At the moment I have a strange impulse to tell everybody that I am pregnant. Like what is this supposed to mean? I don’t even have a boyfriend with which to procreate. Man this is making me sound like a crazy science loving mom with Asperger syndrome.
Okay you know what else is hugely weird? I have never really been in love . To be fair I love my family, my friends, my God and everything else that comes with this beautiful life.
But there has always been this feeling, this hope, this strange purple void.
I always fantasize about it, being in love and I feel like everything will magically fall into place once I happen upon that one guy who loves me for who I am.
>>>>>>>Please excuse the thick layers of cheese that lather the preceding and following sentences.<<<<<<<<
I have never been asked out.
I have never been romantically involved with anyone.
I am a BIG woman, which is something that I want to work on for me personally. BIG and beautifull
I am comfortably fat (and I am scared of being so comfortably fat that I might disappear off the face of the earth without fulfilling my purpose or without filling my life with different opportunities).
I currently have someone (or two) that I am kind of interested in or have associated with the concept of potential love interest(s).
(note how I refer to these guys, these people as if I am auditioning them for a role in a film… the film of my life…ha!)
The first guy is someone that I actually only started to develop an interest in once I had gotten to know him. We were in the same Samoan class at Victoria University and apparently he is around the same age as me which for some superficial reason is really important. I liked him because he was funny, and at the heart of it was actually just really lovable and not too serious (well he did fight for what he believed in, he defended himself until the end if he thought that he was being offended etcetera).
He was a funny, flirtatious and sexy man, he also had a boyish kind of charm about him, like he still kept in touch with his inner child which I believe is a MUST. Once I realised that this was the case I moved from crushing on him to actually appreciating his presence and his strength in his individuality.
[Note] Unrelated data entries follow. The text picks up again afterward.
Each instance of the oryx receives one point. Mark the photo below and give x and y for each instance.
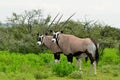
(74, 46)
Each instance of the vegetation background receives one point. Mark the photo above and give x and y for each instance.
(22, 59)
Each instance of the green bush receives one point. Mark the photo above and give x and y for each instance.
(38, 75)
(109, 56)
(63, 69)
(76, 75)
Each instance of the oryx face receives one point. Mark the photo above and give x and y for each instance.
(40, 39)
(55, 37)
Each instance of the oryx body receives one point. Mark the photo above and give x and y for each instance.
(74, 46)
(46, 40)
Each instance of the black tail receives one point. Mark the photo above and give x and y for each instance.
(96, 52)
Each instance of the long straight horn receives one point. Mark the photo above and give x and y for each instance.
(53, 20)
(58, 21)
(68, 20)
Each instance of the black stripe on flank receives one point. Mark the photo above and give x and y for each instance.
(78, 53)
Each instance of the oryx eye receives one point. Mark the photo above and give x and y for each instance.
(54, 36)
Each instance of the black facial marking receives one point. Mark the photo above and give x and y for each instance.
(57, 55)
(70, 58)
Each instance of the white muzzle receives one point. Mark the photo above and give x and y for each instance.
(39, 43)
(54, 40)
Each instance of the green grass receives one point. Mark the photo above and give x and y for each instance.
(16, 66)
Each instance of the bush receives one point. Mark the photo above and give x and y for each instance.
(40, 75)
(110, 55)
(76, 75)
(63, 69)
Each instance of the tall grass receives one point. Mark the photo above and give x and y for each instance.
(16, 66)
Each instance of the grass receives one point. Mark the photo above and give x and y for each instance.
(16, 66)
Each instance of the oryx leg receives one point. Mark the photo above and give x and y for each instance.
(57, 57)
(79, 63)
(93, 62)
(70, 58)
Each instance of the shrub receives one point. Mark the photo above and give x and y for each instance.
(76, 75)
(40, 75)
(63, 69)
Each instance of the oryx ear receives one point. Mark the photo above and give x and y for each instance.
(37, 33)
(51, 31)
(46, 33)
(61, 31)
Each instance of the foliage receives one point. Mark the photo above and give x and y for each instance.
(63, 69)
(21, 35)
(17, 66)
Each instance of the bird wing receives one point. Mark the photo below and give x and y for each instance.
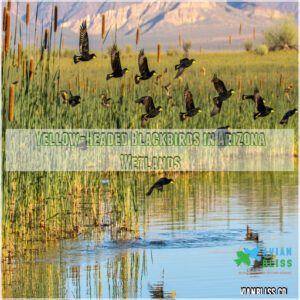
(115, 59)
(219, 86)
(217, 107)
(188, 97)
(143, 63)
(260, 106)
(83, 39)
(285, 118)
(149, 104)
(64, 95)
(179, 72)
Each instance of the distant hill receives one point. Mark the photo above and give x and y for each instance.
(206, 24)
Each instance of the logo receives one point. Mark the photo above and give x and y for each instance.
(264, 257)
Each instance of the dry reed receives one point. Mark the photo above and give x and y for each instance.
(19, 53)
(158, 53)
(103, 27)
(137, 37)
(31, 66)
(27, 13)
(4, 18)
(11, 102)
(55, 18)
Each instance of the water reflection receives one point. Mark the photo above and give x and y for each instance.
(189, 233)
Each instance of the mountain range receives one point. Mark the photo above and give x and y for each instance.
(207, 25)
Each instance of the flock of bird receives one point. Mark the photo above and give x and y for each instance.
(151, 110)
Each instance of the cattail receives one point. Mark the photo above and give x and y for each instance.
(19, 53)
(229, 40)
(7, 34)
(4, 18)
(31, 66)
(55, 18)
(46, 39)
(280, 79)
(239, 84)
(11, 102)
(27, 14)
(103, 27)
(180, 40)
(158, 53)
(24, 68)
(137, 37)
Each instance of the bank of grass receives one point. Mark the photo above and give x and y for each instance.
(42, 207)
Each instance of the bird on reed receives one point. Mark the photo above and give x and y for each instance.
(287, 115)
(72, 100)
(83, 46)
(151, 110)
(250, 235)
(183, 64)
(159, 185)
(191, 110)
(262, 110)
(223, 95)
(116, 64)
(144, 69)
(105, 101)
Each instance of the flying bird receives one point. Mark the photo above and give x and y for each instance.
(105, 100)
(72, 100)
(287, 115)
(83, 46)
(144, 69)
(191, 110)
(262, 110)
(183, 64)
(159, 185)
(223, 95)
(151, 110)
(116, 64)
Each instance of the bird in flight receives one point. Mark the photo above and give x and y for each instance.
(83, 46)
(144, 69)
(116, 64)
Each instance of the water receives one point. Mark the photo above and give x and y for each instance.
(186, 248)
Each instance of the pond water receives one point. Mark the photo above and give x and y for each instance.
(186, 247)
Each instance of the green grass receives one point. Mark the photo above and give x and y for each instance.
(42, 207)
(42, 107)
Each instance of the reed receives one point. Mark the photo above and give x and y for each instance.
(46, 39)
(11, 102)
(229, 40)
(31, 67)
(179, 40)
(137, 36)
(158, 53)
(7, 34)
(55, 18)
(27, 13)
(19, 54)
(103, 27)
(4, 18)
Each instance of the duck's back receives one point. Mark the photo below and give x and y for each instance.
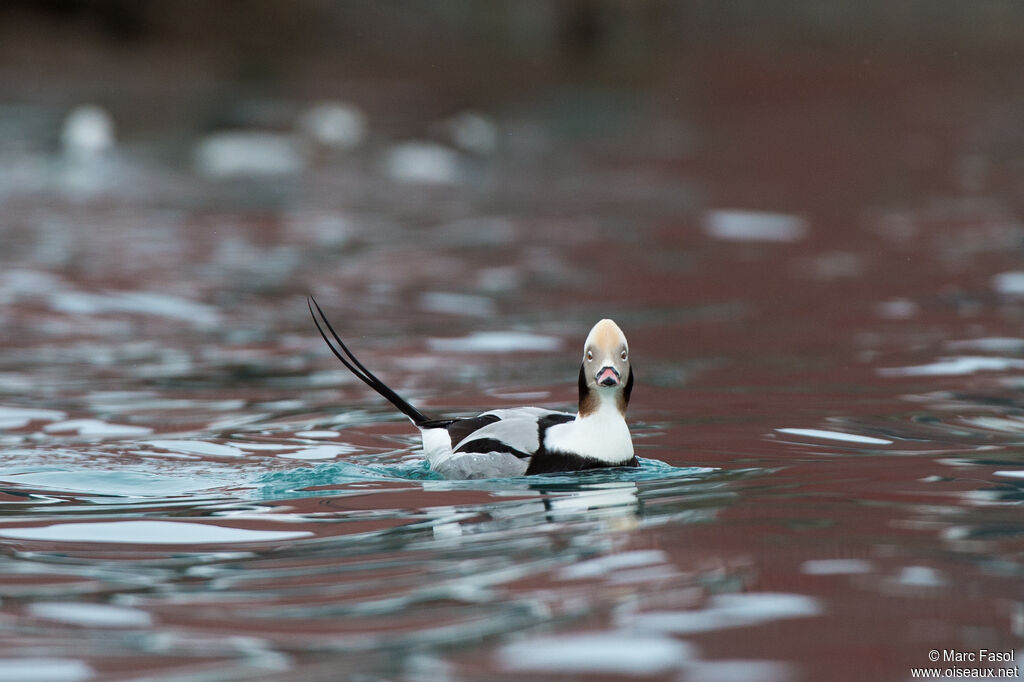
(495, 444)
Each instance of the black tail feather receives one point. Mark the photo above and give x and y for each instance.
(356, 368)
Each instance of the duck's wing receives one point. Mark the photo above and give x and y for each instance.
(515, 431)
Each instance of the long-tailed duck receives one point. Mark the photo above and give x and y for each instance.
(514, 441)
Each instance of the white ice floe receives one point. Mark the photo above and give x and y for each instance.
(336, 124)
(606, 564)
(121, 483)
(955, 367)
(198, 448)
(836, 435)
(992, 344)
(741, 671)
(46, 670)
(424, 163)
(457, 304)
(728, 610)
(836, 566)
(317, 453)
(147, 533)
(92, 615)
(249, 154)
(496, 342)
(87, 132)
(896, 308)
(606, 652)
(473, 132)
(1009, 284)
(141, 302)
(317, 434)
(740, 225)
(96, 427)
(921, 577)
(15, 418)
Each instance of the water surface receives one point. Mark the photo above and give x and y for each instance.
(825, 322)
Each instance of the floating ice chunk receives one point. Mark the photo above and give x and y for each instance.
(1010, 284)
(147, 533)
(96, 427)
(87, 132)
(729, 610)
(836, 435)
(46, 670)
(606, 564)
(496, 342)
(316, 434)
(424, 163)
(93, 615)
(142, 302)
(836, 566)
(610, 653)
(955, 366)
(198, 448)
(473, 132)
(741, 671)
(994, 344)
(123, 483)
(896, 308)
(265, 445)
(317, 453)
(739, 225)
(921, 577)
(457, 304)
(335, 124)
(14, 418)
(249, 154)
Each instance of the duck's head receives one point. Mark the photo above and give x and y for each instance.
(605, 373)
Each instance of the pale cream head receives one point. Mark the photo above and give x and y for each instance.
(605, 355)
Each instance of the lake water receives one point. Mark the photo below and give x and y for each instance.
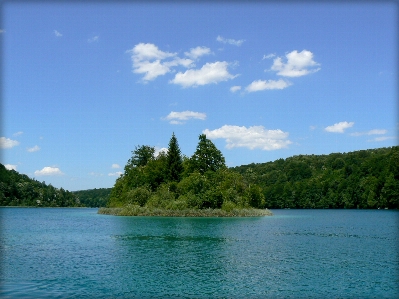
(76, 253)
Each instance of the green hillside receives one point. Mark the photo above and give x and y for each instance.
(366, 179)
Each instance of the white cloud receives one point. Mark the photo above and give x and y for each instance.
(151, 69)
(96, 174)
(267, 84)
(209, 73)
(298, 64)
(176, 118)
(230, 41)
(93, 39)
(371, 132)
(143, 51)
(147, 60)
(252, 137)
(339, 127)
(160, 150)
(48, 171)
(268, 56)
(8, 143)
(383, 138)
(197, 52)
(33, 149)
(57, 33)
(235, 88)
(10, 167)
(118, 173)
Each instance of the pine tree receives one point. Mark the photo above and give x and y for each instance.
(206, 157)
(174, 162)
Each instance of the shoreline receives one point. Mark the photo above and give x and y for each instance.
(143, 211)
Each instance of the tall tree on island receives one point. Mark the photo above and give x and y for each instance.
(206, 157)
(174, 161)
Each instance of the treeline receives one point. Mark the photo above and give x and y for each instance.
(171, 181)
(93, 198)
(366, 179)
(19, 190)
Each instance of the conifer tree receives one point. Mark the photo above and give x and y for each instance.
(174, 161)
(207, 156)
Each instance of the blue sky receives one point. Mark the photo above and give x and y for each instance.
(83, 84)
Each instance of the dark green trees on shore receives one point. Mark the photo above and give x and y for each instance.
(174, 162)
(366, 179)
(172, 182)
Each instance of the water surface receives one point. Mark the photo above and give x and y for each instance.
(76, 253)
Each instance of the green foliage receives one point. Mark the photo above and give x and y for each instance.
(174, 162)
(367, 179)
(140, 156)
(206, 157)
(159, 183)
(93, 198)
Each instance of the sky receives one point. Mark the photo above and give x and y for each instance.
(84, 84)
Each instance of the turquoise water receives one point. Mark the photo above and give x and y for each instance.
(76, 253)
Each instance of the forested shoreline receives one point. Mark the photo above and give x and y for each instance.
(170, 181)
(366, 179)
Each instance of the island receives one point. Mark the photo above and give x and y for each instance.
(171, 184)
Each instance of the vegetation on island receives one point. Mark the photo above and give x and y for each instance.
(93, 198)
(170, 184)
(365, 179)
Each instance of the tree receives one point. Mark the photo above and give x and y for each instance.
(174, 162)
(140, 156)
(206, 157)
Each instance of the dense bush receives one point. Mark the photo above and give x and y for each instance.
(171, 182)
(367, 179)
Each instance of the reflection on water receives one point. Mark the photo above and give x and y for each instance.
(75, 253)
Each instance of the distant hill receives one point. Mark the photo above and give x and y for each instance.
(366, 179)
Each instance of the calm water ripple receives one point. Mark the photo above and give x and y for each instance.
(76, 253)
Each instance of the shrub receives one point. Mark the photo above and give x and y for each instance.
(138, 196)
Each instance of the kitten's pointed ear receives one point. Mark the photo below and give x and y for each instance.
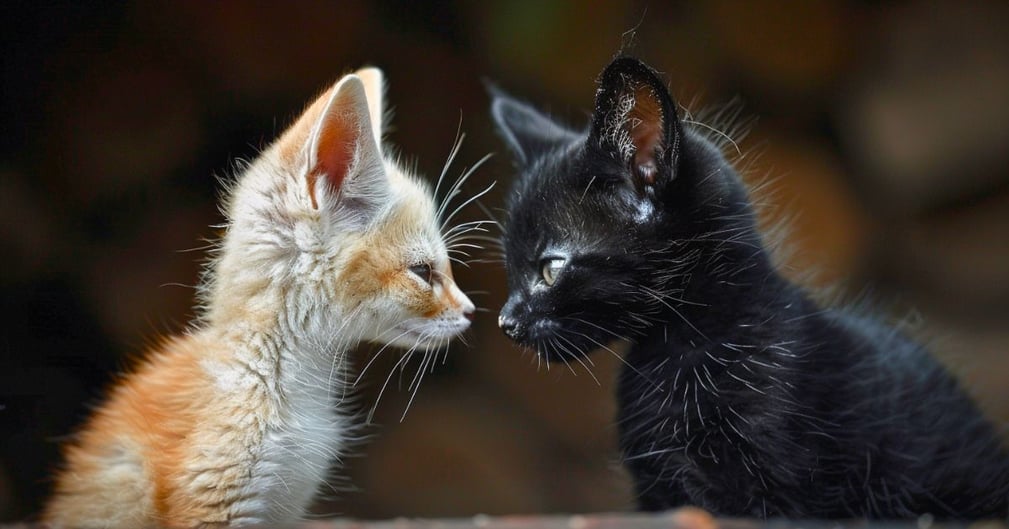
(333, 147)
(636, 119)
(528, 131)
(374, 89)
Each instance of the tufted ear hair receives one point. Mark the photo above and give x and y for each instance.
(528, 132)
(334, 147)
(636, 120)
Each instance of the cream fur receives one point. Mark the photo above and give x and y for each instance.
(239, 420)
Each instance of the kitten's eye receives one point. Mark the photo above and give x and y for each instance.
(551, 269)
(422, 271)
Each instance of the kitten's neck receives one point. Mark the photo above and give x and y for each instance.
(278, 330)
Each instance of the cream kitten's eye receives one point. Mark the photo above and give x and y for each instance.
(422, 271)
(551, 269)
It’s funny how I wish I could tell him these things to his face because they are true to me. At the same time and perhaps regrettably I know that there may not be another chance for me to tell him anything. Then again, what happens after the love is professed? Would the love have then ended? (Do you see how my education in the teaching of the English language, how different texts have somehow catapulted themselves and have formed themselves into physical experiences? How these texts and my actual life and spiritual and psychological experiences have become one in their power to impact upon me?
Over read, under-experienced in life and scared out of my wits by the future… what happens when I become a teacher?)
And these are the insecurities that I need someone to calm, not claim but calm.
Well yes, I guess there are other things that I should probably look at like maybe other aspects of his personality and his looks. But in all honesty I don’t really like guys until I have gotten to know them a bit. Tested the waters.
Getting to know guys however is also a huge problem. I have major trust issues (there, I said it…typical weakness of the modern female) and have built these really high walls around myself so that I feel safe enough that I can hold everyone at a comfortable distance.
Moving on… this guy, this person who is a little bit shorter than me and is quite good looking. Okay maybe he is intensely good looking if I do say so myself (I imagine that he would be pretty pleased with himself if he ever read this and knew that this was about him) has been one of the first that I have let my hair down for. I don't know how or why.
Long winding story cut short (being long winded is my forte, the perfectionist’s curse) about two months ago one of my best friends told me that the said guy, lets call him Nathan, had similar feelings for me and did not have the guts to tell me to my face. To be fair, neither did I and so we are equally to blame nevertheless it makes my brain wrack with frustration to think that we could have been a couple, that I could have gotten to know him a lot more than I know him now, that we could have been great friends. Nathan and I against the… wth??
But this indicates a further problem.
This is my imagination.
This is how I would fantasize our love to have been, I could have supported him in his dreams and he could also support me as I aspire to be a teacher.
There is so much more that my naturally creative juices could add. So many ways that I could mould this situation to suit my worldview. To fulfil my own desires and my own one sided imagined fantastical tale of a developing love…
But this would be meaningless. This love story could not even be half as beautiful as it would have been had I been able to share the writing of this story with someone else. With the funny, strong and strangely vulnerable guy that I was interested in during my undergraduate study.
Wow, this is what it’s like. I actually really admired that dude.